All materials tested demonstrated edge chipping resistance (ECR) that was convincing for clinical use (Figure 5). The key influencing factors were as follows:

• Influence of artificial aging: Artificial aging often led to a reduction in the ECR. However, even after completing the aging protocol, the value was considered sufficiently high for clinical use of the materials.
• Influence of firing and glaze: Of all materials and processing protocols tested, the glazed specimens fired according to the 'medium opacity' firing protocol showed the highest ECR values. This is due to increased cross-linking between the lithium disilicate crystals due to the higher firing temperature, resulting in greater strength while simultaneously reducing translucency.
• Comparison of surface treatments: Within a material group, the glazed test specimens showed a higher ECR than the polished or untreated test specimens.
• Influence of specimen thickness: It was demonstrated that variation of specimen thickness had largely no influence on the ECR of the specimens.
• Influence of the loading point: Varying the distance between the loading point and the edge (0,25 mm vs. 0,3 mm) did not result in any change in the ECR. This finding contradicts the general consensus in the literature, which may be due to the small difference in the selected distances.

Conclusion

The indication-specific selection of the restorative material and the subsequent processing protocol have decisive consequences for the long-term success and survival of the dental prosthesis in the mouth. The study presented here examined the influence of various factors relevant to the manufacturing process of a restoration and their impact on the ECR of the materials.

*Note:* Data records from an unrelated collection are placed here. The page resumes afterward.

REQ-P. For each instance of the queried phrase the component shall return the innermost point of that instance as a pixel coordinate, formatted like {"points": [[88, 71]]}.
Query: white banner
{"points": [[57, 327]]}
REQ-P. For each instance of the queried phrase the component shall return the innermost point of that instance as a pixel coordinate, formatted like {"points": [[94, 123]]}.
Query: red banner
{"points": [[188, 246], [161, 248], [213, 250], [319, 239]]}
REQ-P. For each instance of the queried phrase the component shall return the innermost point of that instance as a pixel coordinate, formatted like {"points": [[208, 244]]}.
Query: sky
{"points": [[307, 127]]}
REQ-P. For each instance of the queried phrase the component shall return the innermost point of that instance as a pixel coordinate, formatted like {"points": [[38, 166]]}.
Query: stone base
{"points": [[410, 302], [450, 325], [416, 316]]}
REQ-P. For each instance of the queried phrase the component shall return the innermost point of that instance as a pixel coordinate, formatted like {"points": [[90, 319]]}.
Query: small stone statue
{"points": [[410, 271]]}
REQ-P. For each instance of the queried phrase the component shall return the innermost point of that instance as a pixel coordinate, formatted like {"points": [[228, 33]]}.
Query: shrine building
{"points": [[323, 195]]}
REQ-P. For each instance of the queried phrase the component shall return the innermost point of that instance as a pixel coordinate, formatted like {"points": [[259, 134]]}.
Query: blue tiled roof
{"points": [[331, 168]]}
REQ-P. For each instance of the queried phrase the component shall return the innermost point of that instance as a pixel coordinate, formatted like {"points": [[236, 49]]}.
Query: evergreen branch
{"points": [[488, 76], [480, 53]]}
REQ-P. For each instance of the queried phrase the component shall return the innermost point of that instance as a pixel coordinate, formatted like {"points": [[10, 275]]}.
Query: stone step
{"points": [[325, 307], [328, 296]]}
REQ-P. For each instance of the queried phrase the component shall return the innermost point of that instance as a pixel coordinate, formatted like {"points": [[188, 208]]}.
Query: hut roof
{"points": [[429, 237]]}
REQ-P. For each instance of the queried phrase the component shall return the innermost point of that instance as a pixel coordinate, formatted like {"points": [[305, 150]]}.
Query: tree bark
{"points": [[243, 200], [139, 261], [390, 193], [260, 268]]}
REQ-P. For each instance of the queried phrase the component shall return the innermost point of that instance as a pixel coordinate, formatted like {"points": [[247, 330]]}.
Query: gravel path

To approximate real-world clinical stress, the test specimens underwent both thermal and hydrothermal aging cycles.

As a result of the results discussed here, the clinical user should be provided with the following practical takeaways:

1. Glaze as the surface treatment of choice: Glazing is considered the surface treatment of choice.
2. Balancing translucency levels and mechanical properties: Especially when producing restorations that lie outside the aesthetically relevant range, it is worthwhile to trade off a lower level of translucency in favor of higher mechanical properties.
3. Recommendation for thinner layer thicknesses: Thinner layer thicknesses of the restoration material and thus a preparation adapted to the defect to protect healthy tooth substance are recommended, without having to expect a loss of ECR of the restoration.